It could be a relief for Northern Ireland to start having a 'silly season'
Published 18/07/2014 | 09:29
Most readers will be aware of the famous term "silly season", often deployed sniffily by a protagonist in a conversation to pooh-pooh something he or she doesn't like.
Mainly, you hear it during the summer, because that's the time of year its context comes alive.
According to Wikipedia, the free online encyclopedia, the phrase is used mostly in the UK, Ireland, Israel and some other countries. But other many countries have similar phrases.
It originates from newspapers and came into fashion to describe the dog days of the summer when, supposedly, nothing happens and frivolous news stories are over-represented and over-hyped in the media.
Apparently, the first documented use was in an 1861 Saturday Review article and it was listed in the second edition of Brewer's Dictionary of Phrase and Fable in 1894.
The 15th edition of Brewer's expands on the second, reportedly defining the silly season as "the part of the year when parliament and the law courts are not sitting (about August and September)".
This period has, of course, lots of names around the world. The Americans apparently call it the "slow news season", which, from a nation that brought us Hunter S Thompson, Jack Kerouac and, er, Lou Grant, is, frankly, a national disgrace.
Slow news season? Where's the earthy New York newsman's colourful prose, or the LA TV hack's cynical moniker?
The blunt Germans just prefer "news hole". The French are more eloquent, if somewhat strange, with their "la saison des marronniers" ("the conker tree season").
The Spanish are better – the "Summer snake" is apparently their phrase for it, given the Iberian media's alleged penchant for Loch Ness monster and other daft scare stories during the "slow news season".
Bizarrely, across much of the rest of non-English-speaking Europe, cucumbers feature in the phrase, although admittedly "cucumber time" was also used in England in the 1800s to denote the slow season for tailors (a big hat tip to Wikipedia for much of the above).

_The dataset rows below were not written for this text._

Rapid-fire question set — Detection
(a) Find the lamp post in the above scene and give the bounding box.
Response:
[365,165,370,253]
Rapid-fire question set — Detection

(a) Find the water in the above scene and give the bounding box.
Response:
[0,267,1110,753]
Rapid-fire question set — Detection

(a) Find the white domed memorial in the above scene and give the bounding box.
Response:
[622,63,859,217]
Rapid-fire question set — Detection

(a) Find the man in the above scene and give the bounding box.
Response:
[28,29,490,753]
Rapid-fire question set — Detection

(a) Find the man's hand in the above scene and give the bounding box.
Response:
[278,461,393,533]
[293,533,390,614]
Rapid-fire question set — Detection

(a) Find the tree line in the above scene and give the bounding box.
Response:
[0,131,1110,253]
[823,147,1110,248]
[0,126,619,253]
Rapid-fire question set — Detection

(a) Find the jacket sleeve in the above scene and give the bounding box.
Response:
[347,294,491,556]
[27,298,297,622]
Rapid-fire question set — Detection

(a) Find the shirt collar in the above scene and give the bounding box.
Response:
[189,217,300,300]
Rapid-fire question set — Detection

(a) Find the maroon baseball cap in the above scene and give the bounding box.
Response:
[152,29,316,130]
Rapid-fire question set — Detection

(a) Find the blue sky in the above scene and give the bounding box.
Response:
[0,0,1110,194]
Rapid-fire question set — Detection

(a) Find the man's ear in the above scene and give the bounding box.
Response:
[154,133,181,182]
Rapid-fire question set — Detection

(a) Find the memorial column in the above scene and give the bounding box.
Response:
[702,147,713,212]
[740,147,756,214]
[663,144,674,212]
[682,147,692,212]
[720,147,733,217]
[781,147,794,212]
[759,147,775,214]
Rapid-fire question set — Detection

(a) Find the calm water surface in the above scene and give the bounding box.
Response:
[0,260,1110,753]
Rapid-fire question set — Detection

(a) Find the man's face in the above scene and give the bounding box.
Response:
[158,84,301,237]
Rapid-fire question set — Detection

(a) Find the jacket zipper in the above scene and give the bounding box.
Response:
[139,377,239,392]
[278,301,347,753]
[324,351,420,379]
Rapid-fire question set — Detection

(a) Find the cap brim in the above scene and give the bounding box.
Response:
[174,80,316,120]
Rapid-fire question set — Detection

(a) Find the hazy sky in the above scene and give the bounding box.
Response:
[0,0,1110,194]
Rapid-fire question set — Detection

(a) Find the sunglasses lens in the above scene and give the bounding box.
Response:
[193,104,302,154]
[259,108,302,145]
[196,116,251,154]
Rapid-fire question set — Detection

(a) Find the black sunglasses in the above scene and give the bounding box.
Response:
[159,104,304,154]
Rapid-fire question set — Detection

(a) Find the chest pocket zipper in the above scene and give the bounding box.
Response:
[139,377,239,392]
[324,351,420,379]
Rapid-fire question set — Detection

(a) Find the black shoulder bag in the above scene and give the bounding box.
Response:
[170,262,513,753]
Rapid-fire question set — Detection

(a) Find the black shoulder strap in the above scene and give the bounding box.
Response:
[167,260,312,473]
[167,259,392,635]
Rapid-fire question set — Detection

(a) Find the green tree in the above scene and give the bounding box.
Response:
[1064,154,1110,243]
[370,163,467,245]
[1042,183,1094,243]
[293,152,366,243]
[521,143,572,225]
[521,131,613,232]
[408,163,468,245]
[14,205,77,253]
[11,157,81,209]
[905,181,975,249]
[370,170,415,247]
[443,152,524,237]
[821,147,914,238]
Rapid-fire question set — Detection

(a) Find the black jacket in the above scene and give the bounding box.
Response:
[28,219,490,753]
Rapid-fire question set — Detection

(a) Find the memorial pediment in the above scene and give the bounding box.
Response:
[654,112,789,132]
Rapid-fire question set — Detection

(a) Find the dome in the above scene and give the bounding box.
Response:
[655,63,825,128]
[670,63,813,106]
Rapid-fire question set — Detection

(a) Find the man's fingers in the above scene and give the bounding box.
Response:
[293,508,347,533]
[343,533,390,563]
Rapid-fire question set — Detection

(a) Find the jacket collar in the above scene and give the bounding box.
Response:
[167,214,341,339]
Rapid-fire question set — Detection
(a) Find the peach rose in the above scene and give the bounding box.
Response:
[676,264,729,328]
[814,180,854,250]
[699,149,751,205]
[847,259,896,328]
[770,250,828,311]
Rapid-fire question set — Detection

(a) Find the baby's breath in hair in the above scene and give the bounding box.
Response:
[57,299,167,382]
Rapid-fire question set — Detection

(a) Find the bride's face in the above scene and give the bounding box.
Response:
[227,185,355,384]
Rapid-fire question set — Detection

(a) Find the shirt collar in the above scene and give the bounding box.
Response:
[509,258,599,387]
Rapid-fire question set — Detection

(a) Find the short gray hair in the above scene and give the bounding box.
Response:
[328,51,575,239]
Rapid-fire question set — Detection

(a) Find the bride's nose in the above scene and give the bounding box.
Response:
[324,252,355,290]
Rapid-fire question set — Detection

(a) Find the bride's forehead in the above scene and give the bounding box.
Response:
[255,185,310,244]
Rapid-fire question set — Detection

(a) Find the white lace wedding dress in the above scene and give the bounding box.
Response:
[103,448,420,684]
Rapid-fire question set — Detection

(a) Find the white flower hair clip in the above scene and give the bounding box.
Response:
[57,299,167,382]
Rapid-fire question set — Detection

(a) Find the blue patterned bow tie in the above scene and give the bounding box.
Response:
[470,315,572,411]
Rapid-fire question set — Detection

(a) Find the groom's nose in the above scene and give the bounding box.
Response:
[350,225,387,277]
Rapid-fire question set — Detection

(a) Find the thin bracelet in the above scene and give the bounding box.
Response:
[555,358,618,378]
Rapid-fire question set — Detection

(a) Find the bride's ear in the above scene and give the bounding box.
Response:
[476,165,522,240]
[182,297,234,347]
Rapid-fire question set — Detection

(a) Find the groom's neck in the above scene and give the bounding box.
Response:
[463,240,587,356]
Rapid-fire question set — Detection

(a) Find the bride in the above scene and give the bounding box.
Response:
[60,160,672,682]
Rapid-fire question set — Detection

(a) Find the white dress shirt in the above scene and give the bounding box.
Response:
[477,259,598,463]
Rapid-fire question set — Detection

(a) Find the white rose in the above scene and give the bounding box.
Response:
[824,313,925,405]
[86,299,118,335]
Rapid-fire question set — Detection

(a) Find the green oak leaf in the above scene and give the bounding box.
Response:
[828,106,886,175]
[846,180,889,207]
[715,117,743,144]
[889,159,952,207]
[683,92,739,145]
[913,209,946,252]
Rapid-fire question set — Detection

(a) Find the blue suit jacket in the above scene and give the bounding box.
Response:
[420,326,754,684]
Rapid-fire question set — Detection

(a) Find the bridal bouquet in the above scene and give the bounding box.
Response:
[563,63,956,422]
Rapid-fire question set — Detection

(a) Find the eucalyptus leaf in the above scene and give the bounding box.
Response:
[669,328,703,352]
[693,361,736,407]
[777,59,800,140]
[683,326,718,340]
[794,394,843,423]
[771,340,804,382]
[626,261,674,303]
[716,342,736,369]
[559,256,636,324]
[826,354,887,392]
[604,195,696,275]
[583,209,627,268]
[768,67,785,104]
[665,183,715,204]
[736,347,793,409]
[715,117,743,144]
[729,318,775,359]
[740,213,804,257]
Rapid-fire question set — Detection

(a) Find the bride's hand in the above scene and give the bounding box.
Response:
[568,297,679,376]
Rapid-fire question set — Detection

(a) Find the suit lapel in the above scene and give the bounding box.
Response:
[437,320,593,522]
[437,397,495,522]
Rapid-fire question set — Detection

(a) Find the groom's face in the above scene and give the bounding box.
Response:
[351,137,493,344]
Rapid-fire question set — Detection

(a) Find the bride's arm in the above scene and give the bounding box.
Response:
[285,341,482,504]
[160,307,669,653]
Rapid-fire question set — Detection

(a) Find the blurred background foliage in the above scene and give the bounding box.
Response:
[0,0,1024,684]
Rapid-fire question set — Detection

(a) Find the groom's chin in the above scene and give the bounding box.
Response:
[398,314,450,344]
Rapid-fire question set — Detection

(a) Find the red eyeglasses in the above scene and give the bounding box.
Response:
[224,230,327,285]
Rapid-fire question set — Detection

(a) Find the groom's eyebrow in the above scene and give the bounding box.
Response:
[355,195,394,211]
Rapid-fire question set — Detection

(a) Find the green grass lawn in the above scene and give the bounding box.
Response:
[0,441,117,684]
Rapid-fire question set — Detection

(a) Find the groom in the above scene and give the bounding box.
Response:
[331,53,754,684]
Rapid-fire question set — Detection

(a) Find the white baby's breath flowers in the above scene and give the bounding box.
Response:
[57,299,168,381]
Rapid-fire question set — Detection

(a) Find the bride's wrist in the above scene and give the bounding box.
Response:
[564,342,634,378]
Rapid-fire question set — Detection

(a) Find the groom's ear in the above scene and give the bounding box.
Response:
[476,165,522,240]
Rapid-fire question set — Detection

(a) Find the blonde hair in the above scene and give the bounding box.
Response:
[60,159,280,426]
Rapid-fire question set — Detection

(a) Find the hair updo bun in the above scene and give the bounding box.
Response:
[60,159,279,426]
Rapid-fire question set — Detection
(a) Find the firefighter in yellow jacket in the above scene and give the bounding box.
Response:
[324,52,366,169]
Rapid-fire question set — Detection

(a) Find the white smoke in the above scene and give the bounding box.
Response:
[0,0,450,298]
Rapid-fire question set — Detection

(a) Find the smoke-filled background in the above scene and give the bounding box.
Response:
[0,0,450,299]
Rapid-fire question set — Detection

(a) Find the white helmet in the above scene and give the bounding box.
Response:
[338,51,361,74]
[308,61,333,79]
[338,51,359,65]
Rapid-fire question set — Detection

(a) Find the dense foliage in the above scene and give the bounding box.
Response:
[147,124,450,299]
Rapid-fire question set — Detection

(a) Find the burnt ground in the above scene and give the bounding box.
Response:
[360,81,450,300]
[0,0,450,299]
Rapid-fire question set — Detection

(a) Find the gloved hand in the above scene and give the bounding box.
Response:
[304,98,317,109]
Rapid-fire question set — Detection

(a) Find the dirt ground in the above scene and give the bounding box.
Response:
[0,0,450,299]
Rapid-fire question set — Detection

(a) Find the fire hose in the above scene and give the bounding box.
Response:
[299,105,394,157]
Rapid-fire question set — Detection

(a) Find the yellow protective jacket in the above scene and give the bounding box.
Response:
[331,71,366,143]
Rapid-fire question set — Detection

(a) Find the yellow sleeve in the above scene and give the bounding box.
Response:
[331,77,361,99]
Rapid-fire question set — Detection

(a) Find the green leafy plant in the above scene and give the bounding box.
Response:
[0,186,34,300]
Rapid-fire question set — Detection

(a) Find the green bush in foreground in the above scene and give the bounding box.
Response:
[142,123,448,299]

The practice of explaining newspaper summer sales slumps on the closure of parliaments and courts is over-wrought and probably makes MPs and judges feel more important than they really are.
The real reason is because people go on holiday in the summer – usually overseas – and stop buying newspapers. As "normal service" resumes in September, sales pick up again.
There's a serious point to all this meandering: Northern Ireland doesn't really suffer silly season-itis as acutely as other places do.
Yes, we have a holiday season and probably a longer one than most. Across the water, most people in the private and public sectors go on holiday in August, when the schools are closed.
In theory, our silly season should last all of July and August, since Northern Ireland virtually closes at the end of June and awakens on September 1.
But most years it seems we barely have a silly season at all. Certainly not in news. When they were on, the Troubles raged all summer. And even after the 1994 IRA ceasefire, Drumcree, Ardoyne and the other parading controversies have ensured July is anything but a "news hole".
Even August has traditionally been a tense time, with republican internment bonfires and protests, although these have given way to festivals thanks to wise community leadership since the late 90s.
I was pondering all of this on Saturday night, finding myself, for the first time in many years, at a police barricade at the much-contested Ardoyne "interface".
Dreary and depressing as the scene was, I was struck by the determination and ability within unionism to avoid physical confrontation.
The Orange Order and unionist political leaderships were both strategic and successful, as the absence of violence showed.
Who knows? If this keeps up, we might even start having proper silly seasons.